In his paper on `Undiagnosed Illnesses and Radioactive Warfare' Dr.Asaf Durakovik who first identified the "Gulf War Syndrome" caused by exposure to DU ordnance, Prosecution document Ex. E-120; has on the basis of investigations carried out on Gulf War Veterans in Canada and elsewhere reported that DU accumulates in the bone, kidney, reproductive systems, brain and lung, with verified genotoxic, mutagenic and carcinogenic properties, as well as reproductive and teratogenic alterations even 10 years after inhalation exposure or receiving of shrapnel wounds; this contradicts the WHO report.

Professor Yagasaki gave details to the Tribunal on the unscientific nature of the WHO report on material particulars, in particular on the inability of the report to analyze the properties of DU. "On reading the unsigned report of the WHO report on DU munitions, I find that while concealing the serious effects of the weapons system it attempts to take a safe and evasive position, in the eventuality of the report being faulted by the on the ground situation, by mentioning that":

". . . following conflict, levels of DU contamination in food and water may be detected in affected areas after a few years. This should be monitored . . . "

". . . where possible, clean up operations in impact zones should be undertaken, if there are substantial number of radioactive projectiles remaining and where qualified experts deem contaminated levels to be unacceptable . . ."

The WHO is contradicted by its own scientist, Dr.Michael H. Repacholi of the WHO who is quoted by Dr. Mohammed Daud Miraki in his report "Silent Genocide from America" Prosecution document Ex. E-137, as having reported that:

"DU is released from fired weapons in the form of small particles which may be inhaled, ingested or remain in the environment. . . . Children . . . may be considered to be more at risk of DU exposure . . . within a war zone through contaminated food and water . . ."

A recent BBC Television report of February 2004 quoted Dr. Keith Baverstock, Senior Radiation Specialist to the WHO, who stated that he was the co-author of a WHO Report 2001, on the affects of DU on health which was classified as "Secret" by WHO to prevent its release to the public.

On October 20, 2002 Dr Asaf Durakovik, Professor of nuclear medicine at George Town University whose report has been submitted to the Tribunal reported preliminary test results on sick civilians from Southern Afghanistan at Qatar. "Specimens contained 100 times the normal level of uranium concentration. Curiously this was undepleted and not depleted uranium . . . Dr Asaf said in an interview to Al-Jazeera television in November 2002, that the US forces had used more DU in Afghanistan than they had in the first Gulf War and the Balkans."

"A large number of health specialists in Afghanistan . . . regard the increasing birth defects to be the result of the dropping DU munitions on Afghanistan . . . children were born with no eyes, no limbs, tumours protruding from their mouth . . . with deformed genitalia"

It was noticed that soldiers, birds in large numbers died after bleeding from their mouths, noses and ears; many people died without any physical injuries after having developed unusual symptoms.

Marc.
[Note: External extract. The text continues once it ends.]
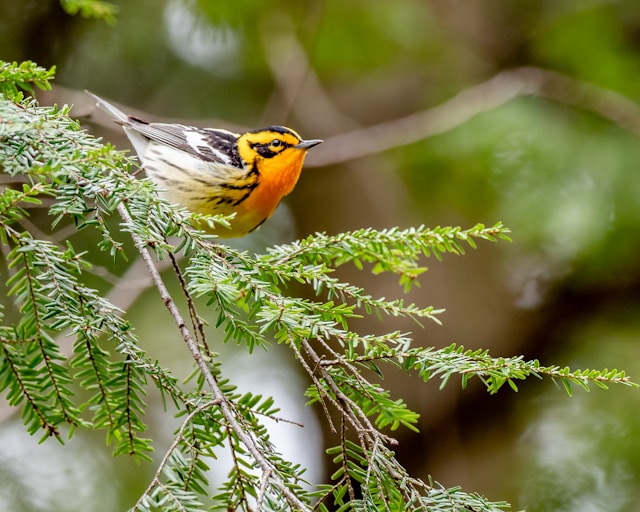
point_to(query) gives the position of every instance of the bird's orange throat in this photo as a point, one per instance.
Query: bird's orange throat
(278, 177)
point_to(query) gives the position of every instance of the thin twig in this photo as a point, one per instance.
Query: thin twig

W Herold of the University of New Hampshire in the detailed study titled "Uranium Wars: The Pentagon Steps Up Its Use of Radioactive Munitions" has reported that -

"in the Afghan campaign, a new generation of uranium weapons is suspected to have been used extensively for targeting underground facilities and caves . . . Intensely bombed hard target zones . . . may now be heavily contaminated with DU oxide . . . During the course of the operation, US planes conducted 950 sorties and dropped more than 3,450 bombs."

"risks to US and Afghan troops being sent out to check out bombed cave systems are horrendous . . . even more serious are . . . in densely populated target zones like Kabul"
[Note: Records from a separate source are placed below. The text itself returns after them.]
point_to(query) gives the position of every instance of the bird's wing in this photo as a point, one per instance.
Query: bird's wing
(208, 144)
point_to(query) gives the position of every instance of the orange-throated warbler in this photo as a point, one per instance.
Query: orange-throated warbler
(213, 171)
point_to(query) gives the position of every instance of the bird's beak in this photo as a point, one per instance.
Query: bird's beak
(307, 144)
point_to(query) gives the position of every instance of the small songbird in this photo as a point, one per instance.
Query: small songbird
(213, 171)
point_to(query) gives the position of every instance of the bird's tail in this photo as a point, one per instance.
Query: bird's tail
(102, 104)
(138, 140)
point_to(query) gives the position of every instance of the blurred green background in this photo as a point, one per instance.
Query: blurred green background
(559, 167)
"Given the heavy US bombing of the mountains of eastern Afghanistan, it seems probable that large amounts of DU have found their way into the rivers of the Hindu basin whose source is precisely in the mountains of the Hindu Kush. After heading east from Kabul . . . the Kabul river crosses into Pakistan and feeds the Indus river. In arid areas like Southern Afghanistan, most of the uranium oxide would remain as surface dust where it is easily dispersed by wind."

"In mid-December, the Pentagon announced the development of another new, high-tech bunker busting bomb in Afghanistan. The laser-guided bomb is called a `thermobaric' weapon, and uses a high temperature, high pressure explosive that destroys underground caves and tunnels."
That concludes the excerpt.